Dwayne VanRheenen, emeritus provost of Abilene Christian University in Texas, tried to put the challenges in perspective.
“When I look back, I see in our institutions something that I think most of us never dreamed of, never envisioned, that we as members of Churches of Christ would have founded universities that are highly respected in American higher education,” VanRheenen said.

’SOURCES OF LIGHT AND LEAVEN’
Andy Benton, president of Pepperdine University, said he remains convinced that Christian universities have a unique role to play.
“I believe that our Christian colleges and universities are good for the local church,” Benton said.
In the view of David Burks, president of Harding University, an institution that weaves a Christian worldview through everything it does — from academics to sports — will flourish in the 21st century and beyond.

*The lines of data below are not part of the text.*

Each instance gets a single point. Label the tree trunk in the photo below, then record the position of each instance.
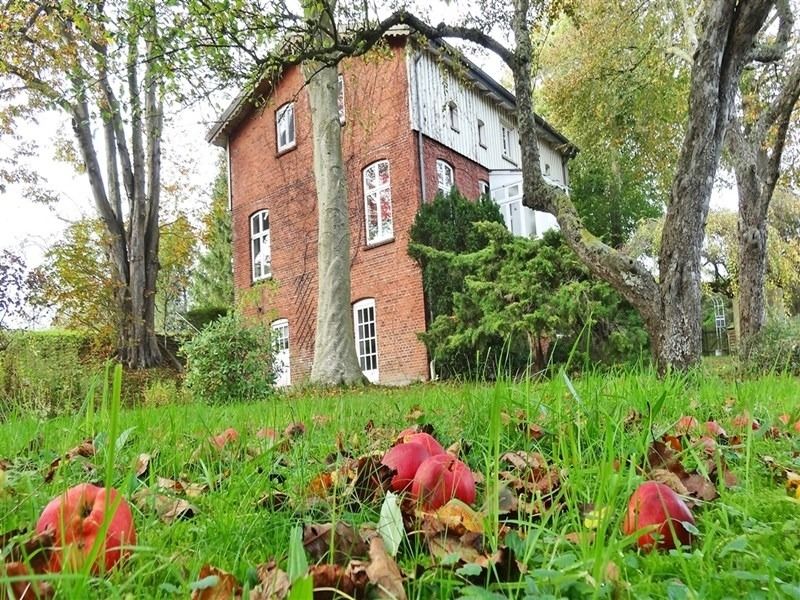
(671, 307)
(335, 359)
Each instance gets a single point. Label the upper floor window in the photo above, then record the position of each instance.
(341, 100)
(261, 257)
(284, 127)
(444, 177)
(481, 133)
(378, 202)
(452, 112)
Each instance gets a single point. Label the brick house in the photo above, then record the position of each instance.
(410, 127)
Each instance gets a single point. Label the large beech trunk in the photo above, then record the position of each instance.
(670, 307)
(335, 359)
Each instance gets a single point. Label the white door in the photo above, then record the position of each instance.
(280, 341)
(366, 338)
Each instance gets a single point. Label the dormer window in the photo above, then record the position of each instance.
(481, 133)
(444, 177)
(452, 111)
(284, 127)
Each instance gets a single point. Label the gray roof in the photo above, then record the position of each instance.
(242, 104)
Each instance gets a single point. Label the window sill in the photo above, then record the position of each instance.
(286, 150)
(254, 282)
(378, 243)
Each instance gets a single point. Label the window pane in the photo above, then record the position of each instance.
(383, 172)
(372, 217)
(369, 178)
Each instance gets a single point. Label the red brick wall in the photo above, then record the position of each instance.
(378, 127)
(466, 173)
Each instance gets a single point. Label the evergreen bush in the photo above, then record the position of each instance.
(229, 361)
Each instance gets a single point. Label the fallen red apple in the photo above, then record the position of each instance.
(440, 478)
(426, 439)
(229, 435)
(715, 429)
(405, 459)
(686, 424)
(655, 508)
(75, 519)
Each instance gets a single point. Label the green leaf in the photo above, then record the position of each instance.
(298, 564)
(390, 524)
(302, 589)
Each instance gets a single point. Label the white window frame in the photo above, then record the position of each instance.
(261, 259)
(366, 337)
(381, 193)
(285, 127)
(452, 115)
(445, 176)
(280, 343)
(340, 100)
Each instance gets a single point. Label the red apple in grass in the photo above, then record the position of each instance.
(229, 435)
(441, 478)
(655, 508)
(405, 459)
(75, 520)
(426, 439)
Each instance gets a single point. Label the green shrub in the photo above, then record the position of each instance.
(229, 361)
(776, 347)
(47, 372)
(200, 317)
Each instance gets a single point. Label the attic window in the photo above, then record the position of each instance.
(481, 133)
(284, 127)
(452, 111)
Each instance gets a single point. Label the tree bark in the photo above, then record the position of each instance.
(335, 359)
(756, 153)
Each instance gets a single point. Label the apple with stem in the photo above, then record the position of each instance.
(83, 517)
(660, 517)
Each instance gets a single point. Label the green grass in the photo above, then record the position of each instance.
(749, 542)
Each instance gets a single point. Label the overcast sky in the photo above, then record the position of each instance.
(31, 228)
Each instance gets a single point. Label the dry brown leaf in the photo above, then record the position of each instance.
(351, 580)
(455, 517)
(383, 572)
(700, 487)
(273, 500)
(345, 541)
(22, 589)
(85, 449)
(168, 508)
(273, 583)
(226, 587)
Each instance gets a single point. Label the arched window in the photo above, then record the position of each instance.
(260, 252)
(444, 176)
(452, 111)
(280, 346)
(378, 202)
(364, 324)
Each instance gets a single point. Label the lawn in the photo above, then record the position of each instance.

“I’m basically very optimistic, if in fact we keep the main thing the main thing,” Burks said, referring to the emphasis on biblical teaching and spiritual development.
O’Neal and Billy Hilyer, president of Faulkner University in Montgomery, Ala., were absent from the panel. The death of a friend kept Hilyer from attending, while a flight cancellation stranded O’Neal.
In his presentation, Tippens said most secular institutions resist “the basic human need for spiritual wisdom.”
That gap provides an opening for Christian higher education at a critical time, he said.
“In my judgment,” Tippens said, “we have a rare opportunity to be sources of light and leaven in the big lump of higher education — if we are courageous, willing to engage the big questions of the day, willing to do the hard thinking necessary to articulate a philosophical grounding of our enterprise and willing to relinquish our self-imposed isolation.”
In his paper, O’Neal noted that Oklahoma Christian has adopted “Faith(fully)” as one of its mottos.
That slogan, he said, is “meant to signify that OC is seeking to fully embrace all that faith demands — whatever is true, noble, right, pure, lovely, admirable, excellent and praiseworthy.”
“Such ideals and concepts are not generally encouraged by today’s Western culture,” O’Neal said, “thus demanding that faith-based institutions must be countercultural.”